Amazon’s $0.99 Gaga Album Is Opening Salvo In Cloud War With Apple

In a cunning move, Amazon is selling Lady Gaga’s new album for 99 cents, and giving the people who download it free access to its cloud-based music locker. Your move, Apple.

cloud CD

Lady Gaga is hot property in terms of brand promotion, meaning Amazon’s pulled off a huge coup: It’s offering her new album for just $0.99. As part of the deal, you get free access to 20GB of Amazon’s new (unlicensed?) cloud music locker–a service that normally costs $20 per year.


Today’s Daily Deal is actually carefully tailored to tempt Amazon music buyers, even if they’re still wary of the attractions of cloud technology: If you buy Born This Way for less than a buck (which is a helluva bargain compared to Apple‘s $11.99 price), can upgrade your cloud music system to store most of your music collection, probably, free in the cloud locker for a year.

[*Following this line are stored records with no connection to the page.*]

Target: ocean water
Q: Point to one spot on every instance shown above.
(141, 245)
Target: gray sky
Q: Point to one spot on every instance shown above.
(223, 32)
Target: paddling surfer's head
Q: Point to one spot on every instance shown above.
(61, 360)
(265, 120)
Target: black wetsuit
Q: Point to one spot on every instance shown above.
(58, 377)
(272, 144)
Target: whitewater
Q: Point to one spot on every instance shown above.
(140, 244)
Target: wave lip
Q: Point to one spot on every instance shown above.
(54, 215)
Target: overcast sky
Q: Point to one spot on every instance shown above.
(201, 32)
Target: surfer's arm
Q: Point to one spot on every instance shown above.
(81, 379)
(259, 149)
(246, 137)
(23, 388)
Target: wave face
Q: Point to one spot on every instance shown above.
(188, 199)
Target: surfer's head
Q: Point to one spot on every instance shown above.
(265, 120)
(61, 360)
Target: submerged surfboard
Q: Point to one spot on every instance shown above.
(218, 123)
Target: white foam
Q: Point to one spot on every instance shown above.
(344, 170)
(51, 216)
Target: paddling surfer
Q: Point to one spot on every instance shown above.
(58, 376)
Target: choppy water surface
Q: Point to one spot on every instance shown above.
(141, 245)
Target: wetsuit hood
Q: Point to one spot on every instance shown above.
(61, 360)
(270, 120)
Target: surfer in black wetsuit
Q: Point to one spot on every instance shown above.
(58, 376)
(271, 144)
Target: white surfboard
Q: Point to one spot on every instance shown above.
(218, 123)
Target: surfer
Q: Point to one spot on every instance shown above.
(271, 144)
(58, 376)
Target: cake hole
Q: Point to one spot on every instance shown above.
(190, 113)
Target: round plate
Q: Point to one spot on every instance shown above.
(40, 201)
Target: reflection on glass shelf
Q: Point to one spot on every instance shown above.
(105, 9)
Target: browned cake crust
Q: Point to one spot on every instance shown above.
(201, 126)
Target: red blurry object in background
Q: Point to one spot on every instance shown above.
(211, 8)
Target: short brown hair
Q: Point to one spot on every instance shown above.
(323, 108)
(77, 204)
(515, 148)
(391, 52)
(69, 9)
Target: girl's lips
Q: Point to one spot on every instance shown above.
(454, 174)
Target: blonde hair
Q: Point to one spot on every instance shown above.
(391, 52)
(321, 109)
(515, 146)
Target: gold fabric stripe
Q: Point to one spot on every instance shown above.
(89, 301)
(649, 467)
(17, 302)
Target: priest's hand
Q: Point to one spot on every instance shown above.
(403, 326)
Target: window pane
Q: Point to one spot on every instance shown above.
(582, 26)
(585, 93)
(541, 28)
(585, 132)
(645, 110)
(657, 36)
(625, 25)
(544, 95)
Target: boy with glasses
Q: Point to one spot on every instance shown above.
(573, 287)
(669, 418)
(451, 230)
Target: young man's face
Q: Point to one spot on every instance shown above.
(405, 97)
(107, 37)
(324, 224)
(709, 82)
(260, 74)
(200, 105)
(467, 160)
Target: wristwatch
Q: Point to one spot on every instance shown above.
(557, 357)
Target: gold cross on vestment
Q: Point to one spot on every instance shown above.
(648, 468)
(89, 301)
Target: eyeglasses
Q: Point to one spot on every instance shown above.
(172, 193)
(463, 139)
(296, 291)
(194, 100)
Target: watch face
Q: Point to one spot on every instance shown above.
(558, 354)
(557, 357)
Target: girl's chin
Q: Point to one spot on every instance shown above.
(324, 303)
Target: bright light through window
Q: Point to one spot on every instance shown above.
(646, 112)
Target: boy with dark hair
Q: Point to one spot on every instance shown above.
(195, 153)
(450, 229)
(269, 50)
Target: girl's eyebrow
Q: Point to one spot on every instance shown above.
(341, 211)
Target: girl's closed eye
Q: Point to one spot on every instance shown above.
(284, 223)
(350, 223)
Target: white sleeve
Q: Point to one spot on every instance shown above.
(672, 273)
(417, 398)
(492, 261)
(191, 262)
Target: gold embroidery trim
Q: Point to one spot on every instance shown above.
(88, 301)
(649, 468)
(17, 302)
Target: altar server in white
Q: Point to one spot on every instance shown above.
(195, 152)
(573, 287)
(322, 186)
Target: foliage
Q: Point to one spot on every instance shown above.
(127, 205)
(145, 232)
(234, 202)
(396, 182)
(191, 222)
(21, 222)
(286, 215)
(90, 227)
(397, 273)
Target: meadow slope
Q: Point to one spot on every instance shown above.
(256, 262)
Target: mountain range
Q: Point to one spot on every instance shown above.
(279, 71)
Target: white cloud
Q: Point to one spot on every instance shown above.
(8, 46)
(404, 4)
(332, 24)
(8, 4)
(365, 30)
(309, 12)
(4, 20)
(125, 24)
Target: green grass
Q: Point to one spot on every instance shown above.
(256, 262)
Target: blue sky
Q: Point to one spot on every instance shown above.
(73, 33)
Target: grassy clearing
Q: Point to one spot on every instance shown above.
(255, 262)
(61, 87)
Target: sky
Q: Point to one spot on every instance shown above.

Amazon has bundled 5GB of storage for free into its Cloud Music system, leveraging its huge data-warehousing facilities–the free offer upgrades this to 20GB. And this move to entice new users is all about getting to them before Apple launches its (presumably) upcoming cloud-based iTunes–possibly called iCloud. The timing of this attempt can’t be interpreted as anything else, really, and it’s an indication that the battle for cloud-music supremacy is so on. Meanwhile, Lady Gaga has also teamed up with Google to promote its new Cloud Music system, via a commercial for Google Chrome.

Amazon Lady Gaga Born This Way deal

Tempting as these tricks are, whether they’ll work or not remains TBD. Amazon may snag a new cloud-system audience that’ll spend hours uploading the many gigabytes of their MP3 collections to its servers. But the system is free, and apparently was launched without the approval of the big record labels, which casts a shadow on its long-term lifespan, and reminds us that users who wish to “quit” inside the first year haven’t got anything to lose. If Apple launches its new system soon, even with a low yearly fee, it’ll surely tempt many Amazon users to switch back, since it’s the industry leader. Meanwhile, since Apple has label approval, it may be able to use a centralized song repository, meaning users won’t have to bother uploading their collections to yet another cloud service.

We’d heard that Apple is close to signing all the major labels to its iCloud system, possibly concluding deals this week. Amazon certainly seems to think a deal is imminent, and is using Gaga to grab some of the music-cloud limelight before Apple hogs it all.